Rule No. 11: Be nice to nerds. You may end up working for them. We all could.
One version which appeared on the Internet in June 2002 asserted this was the text of a commencement speech given by Bill Gates to the graduating class of Mt. Whitney High School in Visalia, California. It wasn't: he didn't give such a speech, and administrators at that school were mystified as to why they were dragged into this apocryphal story.
Nor is this list the work of Kurt Vonnegut, another person to whom authorship has been attributed. A line found in those versions ("From a college graduation speech by Kurt Vonnegut, Jr.") explains why folks want to lay these random words of wisdom on his doorstep: In 1998, the Internet was swept with a narrative that has come to be known as the Vonnegut sunscreen speech. That work of inventive fiction was actually the product of Chicago Tribune writer Mary Schmich, but Internet-circulated versions claimed it was a college graduation speech given by Kurt Vonnegut. Vonnegut thus became associated in the minds of some people with pithy advice to young adults.
This list was the work of Charles J. Sykes, author of the 1996 book Dumbing Down Our Kids: Why American Children Feel Good About Themselves But Can't Read, Write, Or Add. (Sykes' list was published in numerous newspapers, although it did not appear in his 1996 book. It did, however, form the meat of Sykes' 2007 book, 50 Rules Kids Won't Learn in School: Real-World Antidotes to Feel-Good Education.)
Many online versions of the list omit the last three rules:
Rule No. 12: Smoking does not make you look cool. It makes you look moronic. Next time you're out cruising, watch an 11-year-old with a butt in his mouth. That's what you look like to anyone over 20. Ditto for "expressing yourself" with purple hair and/or pierced body parts.
Rule No. 13: You are not immortal. (See Rule No. 12.) If you are under the impression that living fast, dying young and leaving a beautiful corpse is romantic, you obviously haven't seen one of your peers at room temperature lately.
Rule No. 14: Enjoy this while you can. Sure parents are a pain, school's a bother, and life is depressing. But someday you'll realize how wonderful it was to be a kid. Maybe you should start now. You're welcome.

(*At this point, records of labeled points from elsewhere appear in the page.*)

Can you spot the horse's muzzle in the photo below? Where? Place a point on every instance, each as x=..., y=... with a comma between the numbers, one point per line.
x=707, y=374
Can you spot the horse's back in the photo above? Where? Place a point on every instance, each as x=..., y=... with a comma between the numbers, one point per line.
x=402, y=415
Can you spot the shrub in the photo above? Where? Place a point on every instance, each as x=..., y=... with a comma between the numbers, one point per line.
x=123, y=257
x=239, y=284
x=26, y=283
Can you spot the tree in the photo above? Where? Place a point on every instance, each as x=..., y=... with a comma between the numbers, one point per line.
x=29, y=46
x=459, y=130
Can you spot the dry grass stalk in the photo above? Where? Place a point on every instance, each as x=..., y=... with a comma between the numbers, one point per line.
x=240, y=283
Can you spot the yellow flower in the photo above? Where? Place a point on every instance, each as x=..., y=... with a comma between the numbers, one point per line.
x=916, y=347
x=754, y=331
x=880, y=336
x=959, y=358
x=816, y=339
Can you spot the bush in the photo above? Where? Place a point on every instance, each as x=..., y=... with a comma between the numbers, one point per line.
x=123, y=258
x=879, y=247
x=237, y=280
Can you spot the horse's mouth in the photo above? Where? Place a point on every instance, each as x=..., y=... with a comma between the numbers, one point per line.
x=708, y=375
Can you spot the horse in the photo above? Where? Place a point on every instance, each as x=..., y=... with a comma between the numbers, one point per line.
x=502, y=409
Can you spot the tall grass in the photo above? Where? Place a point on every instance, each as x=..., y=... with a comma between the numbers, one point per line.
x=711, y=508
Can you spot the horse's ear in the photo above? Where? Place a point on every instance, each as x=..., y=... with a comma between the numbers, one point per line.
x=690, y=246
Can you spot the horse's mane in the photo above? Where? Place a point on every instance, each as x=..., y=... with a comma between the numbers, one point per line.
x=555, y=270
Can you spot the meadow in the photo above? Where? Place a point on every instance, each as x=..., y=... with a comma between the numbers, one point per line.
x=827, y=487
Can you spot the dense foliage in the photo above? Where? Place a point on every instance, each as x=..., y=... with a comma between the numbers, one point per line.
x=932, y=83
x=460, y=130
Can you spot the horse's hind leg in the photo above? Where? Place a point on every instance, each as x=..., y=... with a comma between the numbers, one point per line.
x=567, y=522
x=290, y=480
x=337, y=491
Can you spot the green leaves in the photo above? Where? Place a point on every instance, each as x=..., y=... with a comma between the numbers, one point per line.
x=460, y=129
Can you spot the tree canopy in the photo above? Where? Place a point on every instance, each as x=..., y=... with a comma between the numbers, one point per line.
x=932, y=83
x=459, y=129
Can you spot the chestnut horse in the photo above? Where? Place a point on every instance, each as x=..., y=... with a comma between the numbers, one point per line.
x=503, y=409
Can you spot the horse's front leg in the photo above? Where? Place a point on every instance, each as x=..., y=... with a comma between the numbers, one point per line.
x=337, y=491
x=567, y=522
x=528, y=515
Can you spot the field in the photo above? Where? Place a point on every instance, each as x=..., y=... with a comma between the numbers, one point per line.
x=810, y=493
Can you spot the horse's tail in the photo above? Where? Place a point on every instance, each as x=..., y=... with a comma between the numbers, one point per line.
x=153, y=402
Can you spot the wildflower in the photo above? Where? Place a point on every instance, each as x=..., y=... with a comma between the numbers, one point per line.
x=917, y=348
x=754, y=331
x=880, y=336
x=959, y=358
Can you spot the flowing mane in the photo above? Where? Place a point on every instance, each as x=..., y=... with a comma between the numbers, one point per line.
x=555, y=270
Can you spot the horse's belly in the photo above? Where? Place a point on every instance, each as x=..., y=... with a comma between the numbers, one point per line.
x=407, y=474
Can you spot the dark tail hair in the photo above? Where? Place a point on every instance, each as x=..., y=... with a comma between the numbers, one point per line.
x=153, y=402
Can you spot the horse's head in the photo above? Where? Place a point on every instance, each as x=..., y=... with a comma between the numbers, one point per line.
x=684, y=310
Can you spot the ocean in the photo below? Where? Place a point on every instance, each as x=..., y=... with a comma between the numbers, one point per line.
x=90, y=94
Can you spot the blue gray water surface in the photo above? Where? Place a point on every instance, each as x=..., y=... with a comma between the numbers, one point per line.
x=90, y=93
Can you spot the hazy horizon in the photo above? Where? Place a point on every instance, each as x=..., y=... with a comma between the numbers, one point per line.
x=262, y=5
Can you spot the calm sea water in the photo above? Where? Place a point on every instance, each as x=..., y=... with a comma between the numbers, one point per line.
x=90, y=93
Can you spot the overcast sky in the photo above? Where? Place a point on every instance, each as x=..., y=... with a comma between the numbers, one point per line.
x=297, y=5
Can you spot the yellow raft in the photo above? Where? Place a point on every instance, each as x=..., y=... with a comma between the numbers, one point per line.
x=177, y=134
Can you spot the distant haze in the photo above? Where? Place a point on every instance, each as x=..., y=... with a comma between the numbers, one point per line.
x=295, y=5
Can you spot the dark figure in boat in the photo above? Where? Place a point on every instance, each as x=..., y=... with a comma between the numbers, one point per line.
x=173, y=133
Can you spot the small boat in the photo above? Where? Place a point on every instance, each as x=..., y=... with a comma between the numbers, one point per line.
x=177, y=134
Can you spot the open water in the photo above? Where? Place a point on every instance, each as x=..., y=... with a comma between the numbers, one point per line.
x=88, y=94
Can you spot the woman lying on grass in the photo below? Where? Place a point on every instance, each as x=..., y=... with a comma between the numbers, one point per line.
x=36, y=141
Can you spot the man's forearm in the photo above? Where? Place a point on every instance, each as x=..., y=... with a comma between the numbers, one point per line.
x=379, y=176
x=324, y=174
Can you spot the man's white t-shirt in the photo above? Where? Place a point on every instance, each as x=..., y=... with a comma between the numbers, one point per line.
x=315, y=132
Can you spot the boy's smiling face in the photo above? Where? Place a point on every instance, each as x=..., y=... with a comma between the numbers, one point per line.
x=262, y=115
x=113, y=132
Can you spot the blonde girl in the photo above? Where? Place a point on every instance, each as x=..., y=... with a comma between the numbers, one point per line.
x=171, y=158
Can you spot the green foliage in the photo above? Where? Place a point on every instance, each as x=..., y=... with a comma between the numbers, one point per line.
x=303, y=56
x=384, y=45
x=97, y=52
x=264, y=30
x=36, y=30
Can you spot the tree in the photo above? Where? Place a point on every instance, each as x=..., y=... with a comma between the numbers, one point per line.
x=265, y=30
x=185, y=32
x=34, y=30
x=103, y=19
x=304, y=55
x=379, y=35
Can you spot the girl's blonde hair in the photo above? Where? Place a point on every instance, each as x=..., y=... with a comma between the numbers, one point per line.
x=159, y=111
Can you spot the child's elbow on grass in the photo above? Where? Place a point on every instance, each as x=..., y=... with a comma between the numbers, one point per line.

Advice columnist Ann Landers printed the first ten items (uncredited) several times, and this list was also used by radio commentator Paul Harvey. The prize for misattribution, however, has to go to the Atlanta Journal and Constitution, which published the list twice in the space of three weeks in mid-2000, the first time crediting it to "Duluth state Rep. Brooks Coleman of Duluth," and the second time to Bill Gates.